Okay, it is getting close to Halloween so I thought I might talk about one of my favorite “horror” movies of all time. Of course, we know that years after they come out a horror movie is just no longer as scary as it once was. Think about it, Friday the 13th, boring, Nightmare on Elm Street, no that was just a bad enchilada, and Halloween, well once you know it is a William Shatner mask it just stops being scary. With that in mind I thought I would touch on one of my all time favorites, while no longer carries the scare factor is still enjoyable. The movie you should see this Halloween season is John Carpenter’s The Thing. Oh, man.
There are actually three movies, the one you want is the 1982 Kurt Russell and Wilford “diabeetus” Brimley in this science fictiony thriller. Nevermind the 2011 edition, blah, or the 1951 quasi-classic The Thing from another world. No, Kurt Russell is at his best as a cynical helicopter pilot, McReady, in the remote Antarctic wasteland right at the start of winter, when they will be cut off from the rest of the world until spring. They have already encountered two Norwegian men from another station chasing a dog in another helicopter and trying to kill it. One blows himself up when they land at the camp and the other is killed by the one of the American camp members. They of course take the dog in. That is all fine and dandy until they leave the dog alone with the other dogs and it splits open and starts taking them over. Which kind of freaks everyone out, and they start killing and burning the thing. McReady along with Fuchs, one of the scientists, realize that the thing can mimic anything or anyone given enough time. But it wants to do it in private. McReady gives a good speech about it when they burn the remains they have brought back from the Norwegian camp as well. He is the hero of the thing and lets you know from the start he is the good guy, but at the same time you get the eerie feeling that someone is watching everyone from the moment the dog comes into camp. The movie, despite its long outdated special effects, is very tense psychologically, and of course had the whole man versus nature element being set in the antarctic in they early 80’s.

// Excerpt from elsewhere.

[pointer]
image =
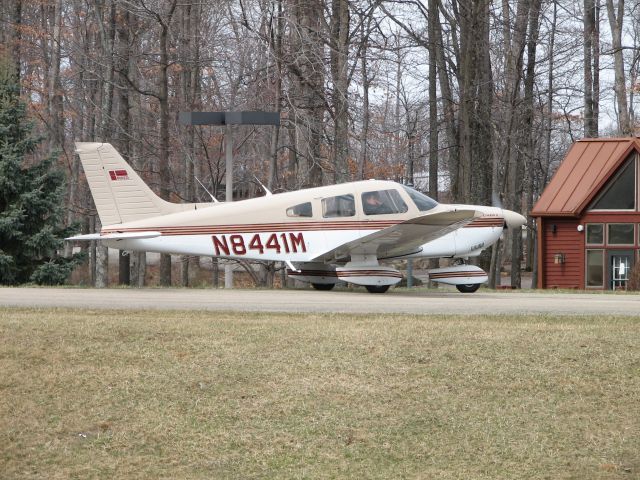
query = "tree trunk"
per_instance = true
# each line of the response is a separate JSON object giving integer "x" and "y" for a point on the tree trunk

Probably the reason this film turned out so well is that it is a pretty close adaptation of the 1938 Science Fiction novella Who goes there? by John W. Campbell Jr, which has been voted as one of the finest sci-fi novellas ever written. Basically, the same thing happens, an Antarctic research crew finds a ship buried in the ice and tries to unearth it, as well as thawing out the pilot. It comes alive and is revealed as a shape shifter, able to take the place of any living thing and replicating it perfectly. This causes everyone to distrust one another during their time there. They end up in the film and the story trying to kill each other, while trying to make sure the creature can’t get back to civilization where it would almost certainly be able to covert the population of the planet.
So check it out at your video store or on Netflix, you won’t be disappointed.